Do women make better managers?
As women gained traction in the workforce, gender differences among senior and junior staffers have turned up in every workplace, from offices to factory floors to fighter planes. Now that women are involved in the boardroom and launching their own companies the number of women firms has increased tremendously in the past 10 years.

Studies show that both male and female styles of leadership can be effective. But when compared side by side, the female has the edge. Researchers are discovering physiological variations in the brains of men and women. For example, male brains are about 10% larger than female brains. But women have more nerve cells in certain areas. Women also tend to have a larger corpus-collusum (the group of nerve fibres that connects left and right hemispheres). That makes women faster at transferring data between the computational, verbal left half and the intuitive, visual right half. Men are usually left-brain oriented.

As girls and boys grow up, of course, they're also molded by differing sets of social rules and expectations. Gender obviously colours behaviour, perception and just about everything else.

Gender matters
"Women managers tend to have more of a desire to build than a desire to win", says Debra Burrell, regional training director of the Mars-Venus Institute in New York. "Women are more willing to explore compromise and to solicit other people's opinions." By contrast, she says, men often think if they ask other people for advice, they'll be perceived as unsure or as a leader who doesn't have answers.

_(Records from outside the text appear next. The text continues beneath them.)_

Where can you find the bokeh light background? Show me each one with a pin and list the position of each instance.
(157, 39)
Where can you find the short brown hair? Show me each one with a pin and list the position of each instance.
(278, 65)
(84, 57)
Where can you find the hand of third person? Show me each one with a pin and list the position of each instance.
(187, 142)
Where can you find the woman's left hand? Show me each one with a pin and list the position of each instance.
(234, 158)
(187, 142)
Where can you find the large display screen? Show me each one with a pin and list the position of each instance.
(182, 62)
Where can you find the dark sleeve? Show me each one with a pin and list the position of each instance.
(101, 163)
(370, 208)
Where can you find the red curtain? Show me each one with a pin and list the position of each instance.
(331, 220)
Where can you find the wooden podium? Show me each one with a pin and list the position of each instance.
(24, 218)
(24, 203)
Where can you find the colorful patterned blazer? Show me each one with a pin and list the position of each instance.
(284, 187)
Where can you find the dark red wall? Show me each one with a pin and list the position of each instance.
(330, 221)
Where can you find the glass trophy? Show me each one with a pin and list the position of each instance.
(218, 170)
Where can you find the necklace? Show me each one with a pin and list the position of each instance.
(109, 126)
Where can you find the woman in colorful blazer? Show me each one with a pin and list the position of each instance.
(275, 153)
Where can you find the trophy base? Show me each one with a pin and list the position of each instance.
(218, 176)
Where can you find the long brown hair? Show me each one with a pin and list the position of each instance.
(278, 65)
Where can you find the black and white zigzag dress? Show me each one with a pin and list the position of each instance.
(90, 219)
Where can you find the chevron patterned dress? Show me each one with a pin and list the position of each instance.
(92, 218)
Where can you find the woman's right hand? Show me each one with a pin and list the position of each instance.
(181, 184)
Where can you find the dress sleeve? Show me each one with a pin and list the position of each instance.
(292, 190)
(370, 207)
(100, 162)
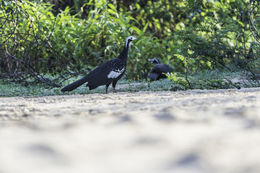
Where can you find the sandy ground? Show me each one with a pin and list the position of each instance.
(144, 132)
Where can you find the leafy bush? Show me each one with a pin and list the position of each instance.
(42, 38)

  • Women are better than men at empowering teams and staff.
  • Women encourage openness and are more accessible.
  • Women leaders respond more quickly to calls for assistance.
  • Women are more tolerant of differences, so they're more skilled at managing diversity.
  • Women identify problems more quickly and more accurately.
  • Women are better at defining job expectations and providing valuable feedback.

Men tend to be more speedy decision-makers, compared to women. Male managers are also more adept at forming what management psychologist Ken Siegel calls "navigational relationships," or temporary teams set up to achieve short-term goals.
How do such "female" traits translate into better business management?

In today's lean workplace, when employees have multiple jobs and fleeting loyalty, when technology enables even tiny companies to compete in global marketplaces, the ability to make staff feel charged up, valued and individually recognized is a definite competitive edge.

"Some companies succeed while others don't," says Jeffrey Christian, CEF of Christian & Timbers, a well-known Cleveland search firm. "It's not about production … it's about talent. Whoever has the best team wins."

Money is not the primary reason talented people stay on the job or jump. Rather, they stay predominantly because of relationships. "Women get that," says Christian.

Generally, women delegate more readily and express their appreciation for hard work more often. "Women ask questions, men tend to give answers," says author, consultant and career coach, Terri Levine. By communicating company goals more readily and expressing appreciation more often, women tend to be better at making staffers feel valued and rewarded. That translates into cost-effective recruiting and being able to operate with stable, loyal employees - or, as Christian puts it, the best talent.

Besides generally being credited with better communication and relationship skills, women are lately demonstrating higher levels of traditional "hard" or "male" skills as well. Some investigators suggest that many women workers had such skills for a long time, but that male bosses either overlooked or misperceived them. Others think that the cumulative years of experience for women are broadening their skills.

More glass ceilings to break
Obviously, there are still very few women running Fortune 500 companies and, in the corporate VP ranks, roughly three men to every woman. So if women have the managerial edge, how come you don't see more of them in positions of power?

Here's my speculation; Men are used to running the show and, for the most part, don't reward "female" style management because they see it as weak. Women have had to prove that their way of managing works, over and over again. Then, too, women have only gained the independence and skills to ascend in the latter half of the last century. No doubt, their rise will continue.

For owners of small and mid-sized businesses, being able to keep staffers and stakeholders enthusiastic as you steer the company forward may be the most important factor in building success.

The upshot for chief executives should be to move over to the "female" side of management, whether you're a thoroughgoing left-brainer or woman manager who may be trying to manage the "male". As it turns out, girls do it better.